Related Work & Insights¶
- vs. OmniSep (Cheng et al., 2025): OmniSep provides a base separator with unified multimodal queries but relies on weighted BCE loss. MARS-Sep builds on this architecture, injecting semantic supervision via RL.
- vs. AudioSep (Liu et al., 2024): AudioSep uses CLAP encoders and 14k hours of data for zero-shot separation via regression. MARS-Sep demonstrates that RL + semantic rewards can outperform pure supervision even with less data.

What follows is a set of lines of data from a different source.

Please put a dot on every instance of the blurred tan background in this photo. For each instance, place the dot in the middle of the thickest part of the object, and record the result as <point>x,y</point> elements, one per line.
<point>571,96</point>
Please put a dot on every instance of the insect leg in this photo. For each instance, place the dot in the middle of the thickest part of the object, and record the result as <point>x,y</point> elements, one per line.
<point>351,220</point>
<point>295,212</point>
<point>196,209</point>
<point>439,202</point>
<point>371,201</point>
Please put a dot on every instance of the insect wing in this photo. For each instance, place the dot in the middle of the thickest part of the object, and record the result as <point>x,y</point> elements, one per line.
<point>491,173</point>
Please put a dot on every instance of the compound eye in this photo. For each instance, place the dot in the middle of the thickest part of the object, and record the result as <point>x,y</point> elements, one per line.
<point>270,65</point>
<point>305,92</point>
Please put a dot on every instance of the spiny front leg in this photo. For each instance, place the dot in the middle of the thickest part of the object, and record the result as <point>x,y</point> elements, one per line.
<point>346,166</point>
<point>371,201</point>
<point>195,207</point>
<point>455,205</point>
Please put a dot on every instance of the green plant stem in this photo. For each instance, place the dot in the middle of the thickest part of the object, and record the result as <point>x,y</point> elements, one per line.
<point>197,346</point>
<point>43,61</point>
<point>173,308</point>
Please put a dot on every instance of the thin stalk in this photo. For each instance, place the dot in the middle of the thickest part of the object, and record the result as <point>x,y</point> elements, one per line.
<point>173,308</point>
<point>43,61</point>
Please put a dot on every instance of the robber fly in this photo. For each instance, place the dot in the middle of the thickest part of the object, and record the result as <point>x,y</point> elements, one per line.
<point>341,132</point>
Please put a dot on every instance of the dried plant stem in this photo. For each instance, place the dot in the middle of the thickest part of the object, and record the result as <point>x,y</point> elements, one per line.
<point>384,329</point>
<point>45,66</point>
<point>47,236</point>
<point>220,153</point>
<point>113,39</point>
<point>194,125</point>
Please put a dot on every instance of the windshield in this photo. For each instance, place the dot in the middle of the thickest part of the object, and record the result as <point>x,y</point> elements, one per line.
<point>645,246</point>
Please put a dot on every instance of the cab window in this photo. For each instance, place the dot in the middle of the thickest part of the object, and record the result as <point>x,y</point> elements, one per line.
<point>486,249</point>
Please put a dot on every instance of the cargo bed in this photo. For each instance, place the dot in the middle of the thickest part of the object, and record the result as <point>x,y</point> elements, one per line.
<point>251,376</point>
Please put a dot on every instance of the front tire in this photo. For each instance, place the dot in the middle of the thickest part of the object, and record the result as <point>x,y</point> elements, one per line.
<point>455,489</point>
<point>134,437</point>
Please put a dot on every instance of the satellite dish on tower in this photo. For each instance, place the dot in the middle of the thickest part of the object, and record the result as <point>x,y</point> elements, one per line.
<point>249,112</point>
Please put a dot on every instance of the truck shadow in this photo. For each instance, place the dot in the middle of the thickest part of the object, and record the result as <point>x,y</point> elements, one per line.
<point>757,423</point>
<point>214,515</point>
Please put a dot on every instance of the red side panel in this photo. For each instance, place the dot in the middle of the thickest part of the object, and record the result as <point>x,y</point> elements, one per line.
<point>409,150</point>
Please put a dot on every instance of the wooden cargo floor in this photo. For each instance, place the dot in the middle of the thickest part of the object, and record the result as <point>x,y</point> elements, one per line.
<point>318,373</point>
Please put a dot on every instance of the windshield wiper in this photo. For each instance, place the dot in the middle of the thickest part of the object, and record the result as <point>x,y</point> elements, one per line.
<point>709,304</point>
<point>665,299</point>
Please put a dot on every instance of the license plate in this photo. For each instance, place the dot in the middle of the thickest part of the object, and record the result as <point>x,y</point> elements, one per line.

- vs. RLHF in LLMs: This work represents an innovative application of the RLHF paradigm to audio generation and processing. The progressive reward model training strategy is transferable to other cross-modal generation tasks.
Rating¶
- Novelty: ⭐⭐⭐⭐ Introducing RL preference alignment to sound separation is a novel cross-domain transfer; the Beta policy is well-designed.
- Experimental Thoroughness: ⭐⭐⭐⭐ Comprehensive comparison across two datasets and four query modalities, though missing human evaluation and overhead analysis.
- Writing Quality: ⭐⭐⭐⭐ Clear framework and effective RLHF analogy, though notation is dense.
- Value: ⭐⭐⭐⭐ Introduces the RL alignment paradigm to audio processing, potentially advancing methodology in the field.